Fine-Tune LLMs with Ray and DeepSpeed on OpenShift AI
Fine-Tune Stable Diffusion with DreamBooth and Ray Train
Hyperparameters Optimization with Ray Tune on OpenShift AI
Integration Tests
Prerequisites
Admin access to an OpenShift cluster (CRC is fine)
Installed OpenDataHub or RHOAI, enabled all Distributed Workload components
Installed Go 1.21
Common environment variables
CODEFLARE_TEST_OUTPUT_DIR - Output directory for test logs
CODEFLARE_TEST_TIMEOUT_SHORT - Timeout duration for short tasks
CODEFLARE_TEST_TIMEOUT_MEDIUM - Timeout duration for medium tasks
CODEFLARE_TEST_TIMEOUT_LONG - Timeout duration for long tasks
CODEFLARE_TEST_RAY_IMAGE (Optional) - Ray image used for raycluster configuration
MINIO_CLI_IMAGE (Optional) - Minio CLI image used for uploading/downloading data from/into s3 bucket
NOTE: quay.io/modh/ray:2.35.0-py311-cu121 is the default image used for creating a RayCluster resource. If you have your own custom ray image which suits your purposes, specify it in CODEFLARE_TEST_RAY_IMAGE environment variable.

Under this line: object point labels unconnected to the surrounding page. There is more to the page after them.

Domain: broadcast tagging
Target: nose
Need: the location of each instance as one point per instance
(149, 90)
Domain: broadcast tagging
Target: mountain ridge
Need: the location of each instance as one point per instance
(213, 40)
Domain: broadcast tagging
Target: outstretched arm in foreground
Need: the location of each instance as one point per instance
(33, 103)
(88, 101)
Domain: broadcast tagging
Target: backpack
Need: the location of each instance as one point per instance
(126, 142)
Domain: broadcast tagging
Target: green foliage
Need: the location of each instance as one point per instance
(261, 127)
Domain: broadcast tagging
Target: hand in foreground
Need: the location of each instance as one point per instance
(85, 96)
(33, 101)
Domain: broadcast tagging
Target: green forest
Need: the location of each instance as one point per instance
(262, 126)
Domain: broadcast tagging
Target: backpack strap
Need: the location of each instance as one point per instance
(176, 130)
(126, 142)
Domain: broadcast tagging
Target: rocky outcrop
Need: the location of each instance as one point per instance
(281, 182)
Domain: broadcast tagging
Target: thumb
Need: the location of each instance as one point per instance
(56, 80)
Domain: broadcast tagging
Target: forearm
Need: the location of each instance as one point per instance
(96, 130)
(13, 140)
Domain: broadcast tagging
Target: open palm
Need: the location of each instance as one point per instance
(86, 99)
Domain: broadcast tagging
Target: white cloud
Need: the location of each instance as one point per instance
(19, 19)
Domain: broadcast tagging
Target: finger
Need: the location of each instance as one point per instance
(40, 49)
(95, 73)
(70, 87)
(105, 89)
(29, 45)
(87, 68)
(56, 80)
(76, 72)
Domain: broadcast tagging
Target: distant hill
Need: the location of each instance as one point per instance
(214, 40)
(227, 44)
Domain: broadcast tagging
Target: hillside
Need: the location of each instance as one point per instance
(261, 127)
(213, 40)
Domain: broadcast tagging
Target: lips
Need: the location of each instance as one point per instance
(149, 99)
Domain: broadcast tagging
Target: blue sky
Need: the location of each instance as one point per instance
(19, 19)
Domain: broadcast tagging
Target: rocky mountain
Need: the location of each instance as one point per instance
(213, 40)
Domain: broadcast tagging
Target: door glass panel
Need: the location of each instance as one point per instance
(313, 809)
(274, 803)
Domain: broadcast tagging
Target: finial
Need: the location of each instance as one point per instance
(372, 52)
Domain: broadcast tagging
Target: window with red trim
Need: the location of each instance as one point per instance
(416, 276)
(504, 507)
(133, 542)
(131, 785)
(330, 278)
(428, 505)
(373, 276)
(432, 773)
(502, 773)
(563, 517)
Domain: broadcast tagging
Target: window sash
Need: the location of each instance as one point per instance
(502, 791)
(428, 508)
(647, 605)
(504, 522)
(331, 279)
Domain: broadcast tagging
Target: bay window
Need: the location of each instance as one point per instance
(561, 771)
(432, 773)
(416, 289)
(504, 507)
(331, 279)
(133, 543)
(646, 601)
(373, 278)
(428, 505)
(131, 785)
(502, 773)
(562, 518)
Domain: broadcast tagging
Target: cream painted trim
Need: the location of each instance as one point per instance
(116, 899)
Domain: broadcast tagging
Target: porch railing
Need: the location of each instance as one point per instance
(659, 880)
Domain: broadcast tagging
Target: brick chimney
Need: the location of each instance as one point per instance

Environment variables for Training operator test suite
FMS_HF_TUNING_IMAGE - Image tag used in PyTorchJob CR for model training
Environment variables for Training operator GPU test suite
TEST_NAMESPACE_NAME (Optional) - Existing namespace where will the Training operator GPU tests be executed
HF_TOKEN - HuggingFace token used to pull models which has limited access
GPTQ_MODEL_PVC_NAME - Name of PersistenceVolumeClaim containing downloaded GPTQ models
To upload trained model into S3 compatible storage, use the environment variables mentioned below :
AWS_DEFAULT_ENDPOINT - Storage bucket endpoint to upload trained dataset to, if set then test will upload model into s3 bucket
AWS_ACCESS_KEY_ID - Storage bucket access key
AWS_SECRET_ACCESS_KEY - Storage bucket secret key
AWS_STORAGE_BUCKET - Storage bucket name
AWS_STORAGE_BUCKET_MODEL_PATH (Optional) - Path in the storage bucket where trained model will be stored to
Environment variables for ODH integration test suite
ODH_NAMESPACE - Namespace where ODH components are installed to
NOTEBOOK_USER_NAME - Username of user used for running Workbench
NOTEBOOK_USER_TOKEN - Login token of user used for running Workbench
NOTEBOOK_IMAGE - Image used for running Workbench
To download MNIST training script datasets from S3 compatible storage, use the environment variables mentioned below :
AWS_DEFAULT_ENDPOINT - Storage bucket endpoint from which to download MNIST datasets
AWS_ACCESS_KEY_ID - Storage bucket access key
AWS_SECRET_ACCESS_KEY - Storage bucket secret key
AWS_STORAGE_BUCKET - Storage bucket name
AWS_STORAGE_BUCKET_MNIST_DIR - Storage bucket directory from which to download MNIST datasets.